Descerrando a porta de aço, encontra a arma, tateando-a com os dedos finos. E,
em movimento brusco, aperta o gatilho de encontro ao desconhecido,
fulminando-lhe o
coração.
O embuçado desfere grito rouco, cambaleia, e cai banhado em sangue.
A jovem apavorada corre ao telefone e disca.
No Jardim América, César e Cilene jogam calmamente o pif-paf.
O capitalista ouve, então, a voz da filha:
- Papai, papai, venha depressa! Matei um homem...Um ladrão...
Varado de angústia, o casal toma o carro, em companhia de dois amigos. Um deles
é médico. Fará quanto possa para amenizar a tragédia.

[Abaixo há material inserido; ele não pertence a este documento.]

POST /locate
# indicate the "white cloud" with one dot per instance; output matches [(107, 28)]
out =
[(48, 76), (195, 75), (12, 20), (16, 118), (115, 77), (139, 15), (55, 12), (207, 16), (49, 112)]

Em minutos rápidos, o grupo entra em casa.
Vera Linda soluça.
Descobrindo, no entanto, a face mascarada do corpo imóvel, surge a surpresa.
O morto é Luis Paulo.
A moça aproxima-se, agora semilouca, e atira-se nos braços hirtos do irmão
cadaverizado.
Os pais choram, mas o médico amigo, mentalmente calejado para a solução dos
grandes conflitos da consciência, sugere, calmo:
- César, conforme-se. O que está feito, está feito. Estamos à frente de um
suicídio.
Chamarei a assistência e assumirei a responsabilidade.
No outro dia, César e Cilene, de óculos escuros, assistem aos funerais do filho
como se estivessem num desfile de modas, e, passados dois meses, sozinhos e
desolados, acompanham a filha num carro fechado, para trancá-la num manicômio.